You could program a computer to find this passport number, but there are shortcuts to figuring it out with a pen and paper. For example, a number is only divisible by 3 if its digits add up to a multiple of 3 (e.g.: 372 is divisible by 3 because 3+7+2 = 12). And a number is only divisible by 4 if its last two digits form a number that is also a multiple of 4 (hence 9324 is divisible by 4 because 24 also is).

What is my passport number?

## Sunday Times Teaser 3049 – Plantation

*by Andrew Skidmore*

#### Published Sunday February 28 2021 (link)

Jed farms a large, flat, square area of land. He has planted trees at the corners of the plot and all the way round the perimeter; they are an equal whole number of yards apart.

The number of trees is in fact equal to the total number of acres (1 acre is 4840 square yards).
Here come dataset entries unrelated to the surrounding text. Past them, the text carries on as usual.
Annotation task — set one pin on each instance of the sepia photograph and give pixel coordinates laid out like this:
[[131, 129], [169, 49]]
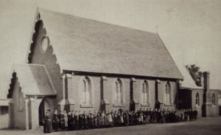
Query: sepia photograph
[[110, 67]]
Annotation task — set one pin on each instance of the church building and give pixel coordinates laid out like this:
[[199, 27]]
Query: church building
[[80, 64]]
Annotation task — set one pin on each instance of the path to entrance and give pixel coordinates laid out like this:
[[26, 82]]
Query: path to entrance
[[203, 126]]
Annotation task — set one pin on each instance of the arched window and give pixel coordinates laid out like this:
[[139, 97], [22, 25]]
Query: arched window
[[118, 92], [168, 93], [197, 99], [213, 99], [20, 99], [87, 91], [145, 93]]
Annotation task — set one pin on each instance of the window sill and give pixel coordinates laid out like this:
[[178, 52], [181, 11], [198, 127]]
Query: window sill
[[168, 104], [118, 105], [86, 106], [213, 105], [20, 109], [145, 105], [197, 106]]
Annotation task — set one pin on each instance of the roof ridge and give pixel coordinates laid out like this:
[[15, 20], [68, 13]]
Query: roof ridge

If I told you an even digit in the number of trees you should be able to work out how far apart the trees are.

How many yards are there between adjacent trees?

*by Stephen Hogg*

#### Published Sunday February 21 2021 (link)

Our holiday rep, Nero, explained that in Carregnos an eight-digit total of car registrations results from combinations of three Greek capital letters after four numerals (eg 1234 ΩΘΦ), because some letters of the 24-letter alphabet and some numerals (including zero) are not permitted.

For his own “cherished” registration the number tetrad is the rank order of the letter triad within a list of all permitted letter triads ordered alphabetically. Furthermore, all permitted numeral tetrads can form such “cherished” registrations, but fewer than half of the permitted letter triads can.

Nero asked me to guess the numbers of permitted letters and numerals. He told me that I was right and wrong respectively, but then I deduced the permitted numerals.

List these numerals in ascending order

*by Howard Williams*

#### Published Sunday February 14 2021 (link)

I gave Robbie three different, single digit, positive whole numbers and asked him to add up all the different three-digit permutations he could make from them. As a check for him, I said that there should be three threes in his total. I then added two more digits to the number to make it five digits long, all being different, and asked Robbie’s mother to add up all the possible five-digit permutations of these digits. Again, as a check, I told her that the total should include five sixes.

Given the above, the product of the five numbers was as small as possible.

What, in ascending order, are the five numbers?